这块我们还是从Cache的put方法开始：

@Nullable CacheRequest put(Response response) {
    //此处省略部分代码
    //从Response中构造一个Cache.Entry
    Entry entry = new Entry(response);
    DiskLruCache.Editor editor = null;
    try {
      //从DiskLruCache中获取一个editor
      editor = cache.edit(key(response.request().url()));
      if (editor == null) {
        return null;
      }
      //将Cache.Entry写入到文件
      entry.writeTo(editor);
      //返回一个缓存的Request
      return new CacheRequestImpl(editor);
    } catch (IOException e) {
      abortQuietly(editor);
      return null;
    }
  }

整个写入部分分成4步，第一步构造Cache.Entry，通过上面的分析我们知道Cache.Entry存的都是Response中的Header信息，所以这里肯定是把Response的Header中内容赋值到Cache.Entry中，我们就不再深入，我们看后续三步。

2.1 获取editor

我们先看下Editor是什么：

public final class Editor {
    //此处的Entry是DiskLruCache.Entry,主要记录的是每个请求涉及到的具体文件
    final Entry entry;
    //文件是否可写
    final boolean[] written;
    private boolean done;
    //获取某个文件的输入流,类似与InputStream
    public Source newSource(int index) {
      //省略方法实现
    }
    //获取某个文件的输出流，类似于OutputStream
    public Sink newSink(int index) {
      //省略方法实现
    }

可以看到，这里的Editor其实就是提供了一种对缓存文件的流操作而已，类似于前面提到的Snapshot，当然这里多了一个数组记录各个文件是否可以写入的状态记录。
现在，我们再来分析如何获取一个Editor：

synchronized Editor edit(String key, long expectedSequenceNumber) throws IOException {
    initialize();
    //省略部分代码
    Entry entry = lruEntries.get(key);  
    //省略部分代码
    // Flush the journal before creating files to prevent file leaks.
    journalWriter.writeUtf8(DIRTY).writeByte(' ').writeUtf8(key).writeByte('\n');
    journalWriter.flush();
    if (hasJournalErrors) {
      return null; // Don't edit; the journal can't be written.
    }
    if (entry == null) {
      entry = new Entry(key);
      lruEntries.put(key, entry);
    }
    Editor editor = new Editor(entry);
    entry.currentEditor = editor;
    return editor;
  }

可以看到，首先是往journal文件中写入了以DIRTY开头的行，表明当前该请求的缓存文件已被某个线程准备写入。

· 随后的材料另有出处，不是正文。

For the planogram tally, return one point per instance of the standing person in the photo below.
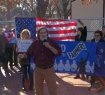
(15, 56)
(81, 36)
(97, 38)
(9, 49)
(25, 63)
(44, 50)
(2, 45)
(103, 32)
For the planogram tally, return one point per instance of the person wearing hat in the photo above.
(44, 50)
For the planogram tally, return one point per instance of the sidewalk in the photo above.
(10, 84)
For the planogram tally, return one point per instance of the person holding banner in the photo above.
(44, 50)
(25, 63)
(81, 36)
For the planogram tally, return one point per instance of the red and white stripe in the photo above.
(64, 30)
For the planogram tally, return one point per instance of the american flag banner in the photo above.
(10, 37)
(59, 29)
(63, 30)
(25, 23)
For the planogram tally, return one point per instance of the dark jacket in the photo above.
(101, 40)
(2, 43)
(83, 35)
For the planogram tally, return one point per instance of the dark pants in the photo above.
(15, 58)
(93, 79)
(25, 70)
(9, 50)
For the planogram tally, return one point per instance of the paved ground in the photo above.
(10, 84)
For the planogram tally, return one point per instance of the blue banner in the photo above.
(77, 57)
(26, 23)
(100, 60)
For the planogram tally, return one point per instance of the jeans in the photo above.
(27, 74)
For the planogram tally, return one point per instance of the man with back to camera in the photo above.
(44, 50)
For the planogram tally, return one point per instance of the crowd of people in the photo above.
(44, 50)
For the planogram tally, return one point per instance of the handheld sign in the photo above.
(23, 45)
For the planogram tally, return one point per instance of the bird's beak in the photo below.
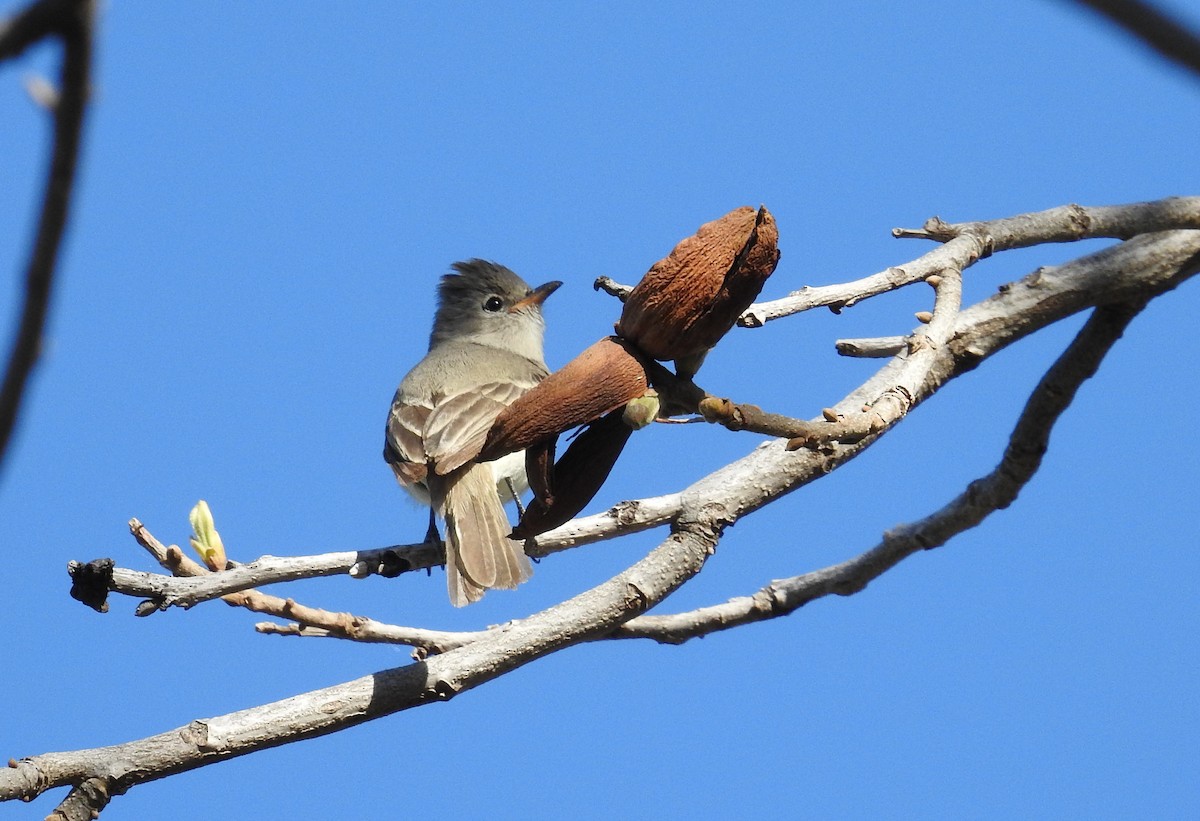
(537, 297)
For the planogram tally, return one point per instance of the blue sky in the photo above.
(268, 196)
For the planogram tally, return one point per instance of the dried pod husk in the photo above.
(600, 379)
(577, 475)
(689, 300)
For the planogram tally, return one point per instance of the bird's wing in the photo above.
(457, 426)
(403, 448)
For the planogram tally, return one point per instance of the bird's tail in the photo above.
(479, 553)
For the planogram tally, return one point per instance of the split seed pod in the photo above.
(600, 379)
(690, 299)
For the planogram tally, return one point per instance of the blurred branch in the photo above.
(71, 21)
(995, 491)
(1164, 34)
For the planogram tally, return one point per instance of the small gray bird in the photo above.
(485, 351)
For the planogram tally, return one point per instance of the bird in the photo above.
(485, 351)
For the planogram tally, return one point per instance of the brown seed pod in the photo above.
(577, 475)
(600, 379)
(690, 299)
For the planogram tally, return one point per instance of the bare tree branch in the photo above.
(207, 741)
(953, 342)
(995, 491)
(72, 22)
(1153, 27)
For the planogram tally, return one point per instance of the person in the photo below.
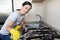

如果之前没有缓存过要先生成一个DiskLruCache.Entry，最后生成一个Editor便于对文件进行操作。

2.2将Cache.Entry写入到文件

其实就是这句：

    entry.writeTo(editor);

具体看源码：

public void writeTo(DiskLruCache.Editor editor) throws IOException {
      BufferedSink sink = Okio.buffer(editor.newSink(ENTRY_METADATA));

      sink.writeUtf8(url)
          .writeByte('\n');
      sink.writeUtf8(requestMethod)
          .writeByte('\n');
      sink.writeDecimalLong(varyHeaders.size())
          .writeByte('\n');
      for (int i = 0, size = varyHeaders.size(); i < size; i++) {
        sink.writeUtf8(varyHeaders.name(i))
            .writeUtf8(": ")
            .writeUtf8(varyHeaders.value(i))
            .writeByte('\n');
      }

      sink.writeUtf8(new StatusLine(protocol, code, message).toString())
          .writeByte('\n');
      sink.writeDecimalLong(responseHeaders.size() + 2)
          .writeByte('\n');
      for (int i = 0, size = responseHeaders.size(); i < size; i++) {
        sink.writeUtf8(responseHeaders.name(i))
            .writeUtf8(": ")
            .writeUtf8(responseHeaders.value(i))
            .writeByte('\n');
      }
      sink.writeUtf8(SENT_MILLIS)
          .writeUtf8(": ")
          .writeDecimalLong(sentRequestMillis)
          .writeByte('\n');
      sink.writeUtf8(RECEIVED_MILLIS)
          .writeUtf8(": ")
          .writeDecimalLong(receivedResponseMillis)
          .writeByte('\n');

      if (isHttps()) {
        sink.writeByte('\n');
        sink.writeUtf8(handshake.cipherSuite().javaName())
            .writeByte('\n');
        writeCertList(sink, handshake.peerCertificates());
        writeCertList(sink, handshake.localCertificates());
        sink.writeUtf8(handshake.tlsVersion().javaName()).writeByte('\n');
      }
      sink.close();
    }

这里非常简单，首先打开了.0文件的输出流，然后往里按顺序写入Response的Header中的内容,也就是说这一步完成了Header的缓存。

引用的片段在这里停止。